Despite impressive advancements in human motion transfer based on diffusion models, existing methods still struggle to generate temporally consistent and realistic human motion, often exhibiting motion discontinuities, appearance (or identity)-motion conflicts, and visual artifacts such as phantom limbs. These issues largely stem from inaccurate 2D pose or 3D SMPL mesh estimation and the lack of explicit motion modeling to capture coherent temporal dependencies across frames. To address these challenges, we introduce CoMotion, flow-driven dual-path diffusion models designed for Consistent human Motion transfer. Specifically, it consists of three units: (1) Dual-Path Motion Coordination integrates global motion priors from an auxiliary temporal branch into the main path. The main path captures fine-grained local motion via interleaved video-flow embeddings, while the auxiliary path encodes long-range temporal dependencies through external temporal blocks, ensuring globally coherent motion. (2) Structure-Aware Flow mechanism embeds 3D structural priors into 2D optical flow, guided by surface normal and Euler continuity constraints, enabling geometrically consistent and perceptually stable motion synthesis with respect to underlying 3D geometry. (3) Dual single-layer ViT module mitigates motion-appearance discrepancies.
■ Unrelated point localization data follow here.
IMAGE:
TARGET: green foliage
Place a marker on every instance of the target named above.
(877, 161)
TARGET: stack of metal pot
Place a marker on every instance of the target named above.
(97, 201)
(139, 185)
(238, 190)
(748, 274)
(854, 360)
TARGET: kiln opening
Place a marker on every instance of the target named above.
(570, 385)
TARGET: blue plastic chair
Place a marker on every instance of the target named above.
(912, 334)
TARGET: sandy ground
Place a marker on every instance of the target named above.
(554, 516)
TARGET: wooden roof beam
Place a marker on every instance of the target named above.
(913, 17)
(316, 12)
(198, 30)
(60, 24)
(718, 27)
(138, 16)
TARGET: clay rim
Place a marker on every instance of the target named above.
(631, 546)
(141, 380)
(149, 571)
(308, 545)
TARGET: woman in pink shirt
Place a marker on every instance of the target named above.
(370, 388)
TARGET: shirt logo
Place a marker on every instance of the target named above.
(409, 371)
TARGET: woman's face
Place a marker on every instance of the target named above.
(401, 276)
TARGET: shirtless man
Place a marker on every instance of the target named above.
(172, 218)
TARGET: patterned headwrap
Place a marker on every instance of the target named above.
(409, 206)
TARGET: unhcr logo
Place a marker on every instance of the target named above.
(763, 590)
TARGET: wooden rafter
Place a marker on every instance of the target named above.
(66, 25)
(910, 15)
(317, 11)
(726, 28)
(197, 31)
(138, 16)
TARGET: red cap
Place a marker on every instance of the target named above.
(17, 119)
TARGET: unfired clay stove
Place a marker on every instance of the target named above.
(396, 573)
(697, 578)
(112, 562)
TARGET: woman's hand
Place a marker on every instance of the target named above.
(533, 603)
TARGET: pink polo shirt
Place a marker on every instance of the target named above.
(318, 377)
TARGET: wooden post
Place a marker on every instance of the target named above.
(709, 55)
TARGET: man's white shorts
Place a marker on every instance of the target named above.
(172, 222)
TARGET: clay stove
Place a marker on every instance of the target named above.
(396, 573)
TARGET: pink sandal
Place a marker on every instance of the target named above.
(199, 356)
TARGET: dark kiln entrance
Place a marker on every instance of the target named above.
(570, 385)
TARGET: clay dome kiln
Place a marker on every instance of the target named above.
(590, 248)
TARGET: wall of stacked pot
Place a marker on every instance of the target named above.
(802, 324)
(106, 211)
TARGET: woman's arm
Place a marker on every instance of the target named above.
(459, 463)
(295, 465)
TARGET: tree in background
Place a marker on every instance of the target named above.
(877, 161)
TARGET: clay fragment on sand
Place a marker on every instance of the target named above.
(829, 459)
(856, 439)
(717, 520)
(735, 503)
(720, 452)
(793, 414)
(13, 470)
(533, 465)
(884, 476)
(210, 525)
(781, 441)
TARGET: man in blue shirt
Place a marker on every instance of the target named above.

Extensive experiments demonstrate that CoMotion significantly improves the continuity of local body motion and global human motion as well as the generation quality, achieving competitive performance on benchmark datasets.

Method Overview

Given reference image and driving video, our method extracts both the Structure-Aware Flow and the Skeleton Flow as motion. Structure-Aware Flow sequences O^RGB ∈ ℝ^{H × W × 3} are interleaved with the corresponding video frames I ∈ ℝ^{H × W × 3} to form pseudo-continuous sequence which denoted as X = [I₁, O^RGB₁, I₂, O^RGB₂, ..., I_n, O^RGB_n] in the main path. After encoding, dual single-layer ViT module aligns and fuses motion and appearance features. The preprocessed skeleton flow sequence (2N+n) is encoded and injected into the auxiliary path (N is the half-length of adaptive window). It integrates the global motion priors to guide local human motion generation within the model. Flow-confidence mechanism leverages optical flow intensity to derive confidence scores, enabling adaptive modulation of motion guidance across different body regions.